On May 12th, the WanaCry (Wana Decrypt0r) worm began affecting computers worldwide. Among the many industries, companies, and individuals affected, the UK National Health Service (NHS) was hardest hit placing patients possibly at risk.
This is a wake up call for all organizations. This should increase the level of concern as to an organization's ability to operate safety should a threat materialize.
Cyber risk has the potential to affect compliance programs which are intended to keep: people, the environment, and businesses safe. Threats like those similar to the WanaCry worm could disrupt an organization's ability to:
Shutdown a process
Make safety and security decisions
Access critical information and documents such as: safe work practices, shutdown procedures, critical defeats register, and so on.

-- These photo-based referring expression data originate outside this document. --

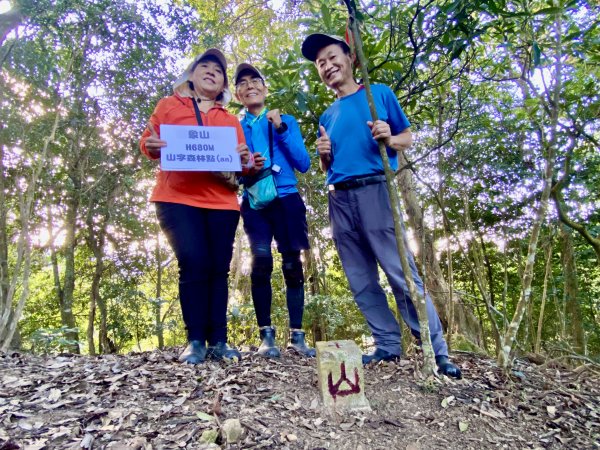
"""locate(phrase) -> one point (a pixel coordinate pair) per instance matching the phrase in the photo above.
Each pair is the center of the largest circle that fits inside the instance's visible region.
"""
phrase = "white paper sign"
(192, 147)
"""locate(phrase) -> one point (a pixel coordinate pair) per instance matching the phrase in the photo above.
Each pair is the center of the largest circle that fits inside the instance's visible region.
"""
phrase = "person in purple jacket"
(359, 206)
(284, 218)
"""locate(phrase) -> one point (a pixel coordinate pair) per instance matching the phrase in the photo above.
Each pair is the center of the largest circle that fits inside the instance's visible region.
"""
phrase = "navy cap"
(316, 41)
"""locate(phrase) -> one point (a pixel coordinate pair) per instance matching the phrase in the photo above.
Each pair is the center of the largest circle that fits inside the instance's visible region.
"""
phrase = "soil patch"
(150, 401)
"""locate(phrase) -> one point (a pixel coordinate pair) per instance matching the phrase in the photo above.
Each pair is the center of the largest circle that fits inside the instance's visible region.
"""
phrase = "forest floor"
(150, 401)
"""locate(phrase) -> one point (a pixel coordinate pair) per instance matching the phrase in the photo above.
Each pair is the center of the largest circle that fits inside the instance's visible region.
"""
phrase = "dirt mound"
(150, 401)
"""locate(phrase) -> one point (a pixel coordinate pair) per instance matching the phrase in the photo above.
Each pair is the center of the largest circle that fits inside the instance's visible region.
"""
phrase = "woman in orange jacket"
(199, 211)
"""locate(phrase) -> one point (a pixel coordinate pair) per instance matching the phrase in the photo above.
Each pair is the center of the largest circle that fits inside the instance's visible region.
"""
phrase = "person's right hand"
(324, 144)
(153, 142)
(259, 161)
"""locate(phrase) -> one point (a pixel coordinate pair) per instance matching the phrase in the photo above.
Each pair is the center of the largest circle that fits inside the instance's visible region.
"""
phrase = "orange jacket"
(199, 189)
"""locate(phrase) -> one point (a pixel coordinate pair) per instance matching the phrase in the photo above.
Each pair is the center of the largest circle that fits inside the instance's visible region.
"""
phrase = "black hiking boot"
(379, 355)
(267, 348)
(223, 352)
(194, 353)
(298, 344)
(445, 367)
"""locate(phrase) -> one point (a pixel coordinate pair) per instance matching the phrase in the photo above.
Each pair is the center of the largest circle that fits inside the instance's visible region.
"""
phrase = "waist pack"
(261, 188)
(230, 179)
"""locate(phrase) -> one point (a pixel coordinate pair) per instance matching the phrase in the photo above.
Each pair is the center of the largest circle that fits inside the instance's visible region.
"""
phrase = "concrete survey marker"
(340, 371)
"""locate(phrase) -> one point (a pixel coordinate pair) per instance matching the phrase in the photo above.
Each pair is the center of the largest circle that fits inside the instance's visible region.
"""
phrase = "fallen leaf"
(447, 401)
(54, 395)
(204, 416)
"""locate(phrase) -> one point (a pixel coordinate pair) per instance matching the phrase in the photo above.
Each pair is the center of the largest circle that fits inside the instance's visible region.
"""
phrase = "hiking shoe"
(267, 348)
(379, 355)
(445, 367)
(194, 353)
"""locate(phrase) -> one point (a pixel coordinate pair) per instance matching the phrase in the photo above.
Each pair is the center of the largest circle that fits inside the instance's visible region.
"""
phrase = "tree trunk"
(66, 300)
(447, 305)
(548, 273)
(572, 304)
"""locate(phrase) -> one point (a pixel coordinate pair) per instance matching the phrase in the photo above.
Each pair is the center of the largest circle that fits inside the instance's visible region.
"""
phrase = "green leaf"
(544, 11)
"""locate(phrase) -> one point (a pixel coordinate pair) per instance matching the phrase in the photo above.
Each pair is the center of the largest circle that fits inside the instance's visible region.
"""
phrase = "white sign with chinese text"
(192, 147)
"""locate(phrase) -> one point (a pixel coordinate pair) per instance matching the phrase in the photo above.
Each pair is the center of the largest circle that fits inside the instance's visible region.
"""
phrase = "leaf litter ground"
(150, 401)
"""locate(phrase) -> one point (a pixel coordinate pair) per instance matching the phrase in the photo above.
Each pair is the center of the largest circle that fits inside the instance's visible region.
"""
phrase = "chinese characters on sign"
(196, 148)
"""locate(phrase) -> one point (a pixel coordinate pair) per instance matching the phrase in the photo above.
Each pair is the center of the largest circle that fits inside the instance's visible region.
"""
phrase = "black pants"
(202, 240)
(284, 220)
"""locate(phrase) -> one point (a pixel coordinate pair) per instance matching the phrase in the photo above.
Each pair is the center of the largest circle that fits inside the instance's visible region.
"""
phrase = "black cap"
(245, 67)
(316, 41)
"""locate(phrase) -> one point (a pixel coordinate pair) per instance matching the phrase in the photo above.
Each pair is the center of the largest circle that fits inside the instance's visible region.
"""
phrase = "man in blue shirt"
(276, 143)
(359, 205)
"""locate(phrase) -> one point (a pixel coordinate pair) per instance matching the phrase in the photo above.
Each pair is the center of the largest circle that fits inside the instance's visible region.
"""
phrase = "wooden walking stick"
(429, 365)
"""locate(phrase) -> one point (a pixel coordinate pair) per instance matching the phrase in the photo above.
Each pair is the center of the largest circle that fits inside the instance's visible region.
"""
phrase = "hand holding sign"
(324, 144)
(200, 148)
(153, 142)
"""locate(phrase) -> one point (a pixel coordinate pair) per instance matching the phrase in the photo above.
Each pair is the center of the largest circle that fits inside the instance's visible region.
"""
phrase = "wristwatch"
(282, 128)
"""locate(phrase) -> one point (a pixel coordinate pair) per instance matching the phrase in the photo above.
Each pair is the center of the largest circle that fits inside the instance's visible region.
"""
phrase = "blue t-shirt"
(354, 152)
(289, 152)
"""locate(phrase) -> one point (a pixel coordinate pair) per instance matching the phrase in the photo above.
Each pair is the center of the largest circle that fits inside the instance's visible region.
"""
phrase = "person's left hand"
(244, 153)
(274, 116)
(380, 131)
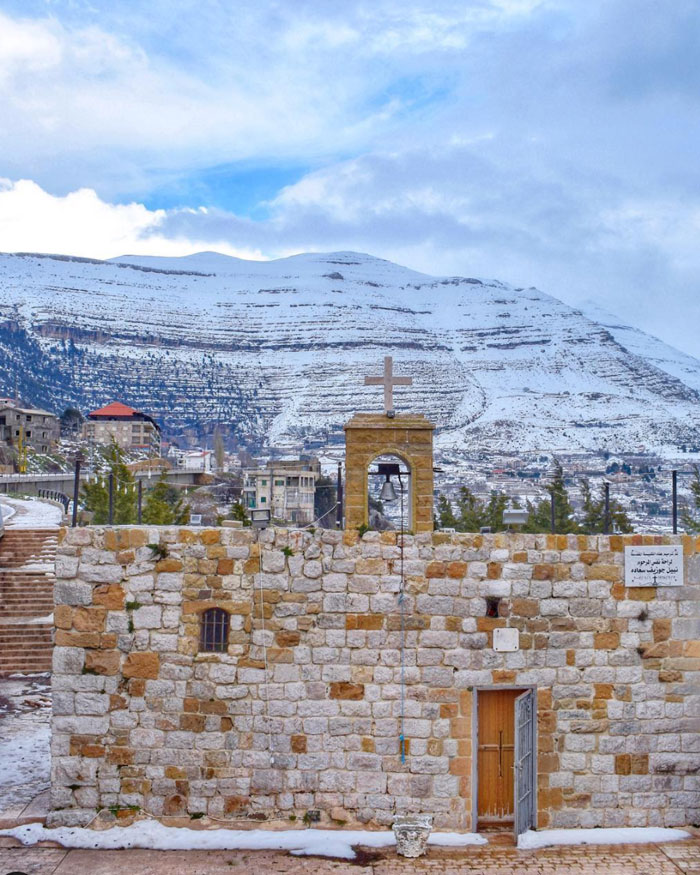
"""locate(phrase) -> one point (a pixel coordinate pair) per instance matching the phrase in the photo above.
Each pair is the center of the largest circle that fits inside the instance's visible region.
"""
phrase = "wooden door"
(496, 740)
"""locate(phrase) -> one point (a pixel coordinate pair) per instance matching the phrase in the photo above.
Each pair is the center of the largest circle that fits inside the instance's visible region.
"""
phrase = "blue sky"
(543, 142)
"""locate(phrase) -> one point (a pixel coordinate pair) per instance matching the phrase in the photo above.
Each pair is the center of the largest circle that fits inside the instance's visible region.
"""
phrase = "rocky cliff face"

Having an effective cyber security program is an essential part of today's compliance platform. International standards such as: IEC 61511, IEC 61508, ISA S84, and others provide guidance and are considered best practices. However, aligning cyber security with process safety programs continues to be an important challenge for companies to address.
Like all best practices they need to be applied, followed, and then continuously monitored as to their effectiveness. In light of recent news, this is the perfect time to review and evaluate the effectiveness of your cyber security, emergency preparedness, and safety management programs.
Plan-Do-Check-Act Questions:
Which compliance programs, if disrupted, would most hinder your organization's ability to operate safely?
What procedures are in place to continue operating safely in case of a cyber attack?
Does your cyber risk assessment extend beyond covered processes or high consequence areas? Are there any gaps in coverage?
Is the identification of cyber risks part of your overall risk management program?
What step can you take to improve the management of cyber risk within your organization?